Les abeilles grises de Andreï Kourkov
On dit que pour apprendre l’Histoire il faut lire des manuels d’historiens mais que pour savoir comment vivaient les gens à une certaine époque il faut lire une bonne fiction ou des journaux personnels. Ce roman de Kourkov confirme cette règle. On suit un apiculteur du Donbass qui habite dans la zone grise. Depuis la guerre de 2014 son village s’est vidé de ses habitants et cet ukrainien vit un huis clos avec son unique voisin pro-russe. Ennemis politiques ils sont forcés à être amis du quotidien.
Sergeï vit une relation trouble avec son ami-ennemi, marquée de dépendance et de méfiance. On découvre comment les gens peuvent vivre en 2022 dans un pays moderne mais sans électricité, courrier, service téléphonique ou même du pain frais. Des soldats enfouis dans la neige, des grenades en cadeau, un planque de sniper mystère dans le village. La petite histoire de la guerre.

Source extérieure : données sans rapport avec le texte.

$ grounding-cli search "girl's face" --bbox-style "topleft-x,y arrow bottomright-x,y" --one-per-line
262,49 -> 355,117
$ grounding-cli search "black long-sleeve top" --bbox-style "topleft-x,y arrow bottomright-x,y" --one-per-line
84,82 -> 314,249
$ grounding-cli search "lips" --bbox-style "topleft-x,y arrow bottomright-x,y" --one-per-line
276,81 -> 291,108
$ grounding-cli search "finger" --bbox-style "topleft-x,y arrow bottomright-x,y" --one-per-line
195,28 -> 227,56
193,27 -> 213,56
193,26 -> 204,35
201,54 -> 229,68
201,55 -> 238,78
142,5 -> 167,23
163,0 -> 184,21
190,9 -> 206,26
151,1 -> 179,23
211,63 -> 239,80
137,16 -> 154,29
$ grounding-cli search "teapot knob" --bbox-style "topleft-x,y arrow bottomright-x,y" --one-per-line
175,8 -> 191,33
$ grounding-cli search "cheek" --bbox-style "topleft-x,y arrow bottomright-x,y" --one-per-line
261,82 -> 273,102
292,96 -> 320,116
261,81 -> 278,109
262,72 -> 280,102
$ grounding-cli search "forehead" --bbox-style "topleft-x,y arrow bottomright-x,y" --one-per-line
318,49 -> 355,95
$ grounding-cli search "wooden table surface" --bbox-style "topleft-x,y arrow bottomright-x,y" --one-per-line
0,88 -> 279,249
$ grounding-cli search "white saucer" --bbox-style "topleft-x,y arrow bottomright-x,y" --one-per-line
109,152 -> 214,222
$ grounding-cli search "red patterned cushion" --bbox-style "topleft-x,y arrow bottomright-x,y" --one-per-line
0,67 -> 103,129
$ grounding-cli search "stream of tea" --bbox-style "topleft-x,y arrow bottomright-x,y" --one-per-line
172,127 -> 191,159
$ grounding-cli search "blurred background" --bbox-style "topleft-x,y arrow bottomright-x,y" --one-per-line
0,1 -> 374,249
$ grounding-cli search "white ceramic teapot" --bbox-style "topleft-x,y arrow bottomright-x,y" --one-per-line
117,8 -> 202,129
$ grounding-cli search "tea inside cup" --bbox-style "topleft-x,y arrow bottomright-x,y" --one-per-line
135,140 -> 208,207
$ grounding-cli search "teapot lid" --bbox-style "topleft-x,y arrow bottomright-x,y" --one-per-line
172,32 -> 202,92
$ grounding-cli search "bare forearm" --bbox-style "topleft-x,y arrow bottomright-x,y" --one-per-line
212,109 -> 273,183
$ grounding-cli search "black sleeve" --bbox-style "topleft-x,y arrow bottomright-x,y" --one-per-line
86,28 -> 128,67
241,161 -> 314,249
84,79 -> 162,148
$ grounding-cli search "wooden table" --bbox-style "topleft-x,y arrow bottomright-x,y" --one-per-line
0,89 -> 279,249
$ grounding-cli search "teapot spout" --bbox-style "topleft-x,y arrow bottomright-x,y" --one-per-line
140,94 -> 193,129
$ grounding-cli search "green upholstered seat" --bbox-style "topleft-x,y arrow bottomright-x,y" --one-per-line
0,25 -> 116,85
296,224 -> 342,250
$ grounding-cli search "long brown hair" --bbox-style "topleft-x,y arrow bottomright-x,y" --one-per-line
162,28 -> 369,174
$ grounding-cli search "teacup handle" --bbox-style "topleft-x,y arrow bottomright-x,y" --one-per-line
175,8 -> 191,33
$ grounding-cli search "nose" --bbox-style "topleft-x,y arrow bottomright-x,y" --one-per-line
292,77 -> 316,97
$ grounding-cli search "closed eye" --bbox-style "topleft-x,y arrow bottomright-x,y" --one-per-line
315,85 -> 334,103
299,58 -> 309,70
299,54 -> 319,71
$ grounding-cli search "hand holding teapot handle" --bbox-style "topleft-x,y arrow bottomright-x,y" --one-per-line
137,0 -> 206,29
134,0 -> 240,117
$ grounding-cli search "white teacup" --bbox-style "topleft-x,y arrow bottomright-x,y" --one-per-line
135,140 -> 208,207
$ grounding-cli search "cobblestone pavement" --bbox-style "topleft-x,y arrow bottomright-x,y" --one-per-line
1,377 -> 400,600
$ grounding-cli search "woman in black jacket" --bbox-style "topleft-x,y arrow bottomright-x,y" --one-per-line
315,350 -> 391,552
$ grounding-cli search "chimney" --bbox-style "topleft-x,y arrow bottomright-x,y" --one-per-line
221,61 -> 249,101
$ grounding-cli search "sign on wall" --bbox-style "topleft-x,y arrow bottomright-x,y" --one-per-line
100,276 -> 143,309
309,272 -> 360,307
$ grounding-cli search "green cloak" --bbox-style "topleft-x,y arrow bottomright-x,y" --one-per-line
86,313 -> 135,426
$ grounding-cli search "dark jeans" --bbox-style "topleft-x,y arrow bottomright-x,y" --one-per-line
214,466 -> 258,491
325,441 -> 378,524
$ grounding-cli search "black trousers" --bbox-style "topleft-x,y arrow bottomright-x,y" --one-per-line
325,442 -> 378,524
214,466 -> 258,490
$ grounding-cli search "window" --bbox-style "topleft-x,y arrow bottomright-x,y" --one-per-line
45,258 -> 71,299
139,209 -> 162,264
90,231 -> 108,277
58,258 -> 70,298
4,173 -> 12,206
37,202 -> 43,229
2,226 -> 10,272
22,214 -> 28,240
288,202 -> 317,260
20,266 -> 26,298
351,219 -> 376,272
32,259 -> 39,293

Le temps d’un été notre apiculteur nous amène en voyage à travers les postes contrôles, la région de Zaporijia, puis la Crimée occupée par les russes. Au pays des Tatars il installe ses ruches et assiste à l’oppression des occupants sur les locaux Tatars et Ukrainiens.
Les abeilles grises font référence à la poussière des mines de charbon du Donbass, mais aussi à la grisaille de la guerre, qui efface les lignes entre amis et ennemis, qui force la compromission pour vivre et survivre.
Un excellent roman, c’était mon premier livre de cet auteur et je relirai du Kourkov.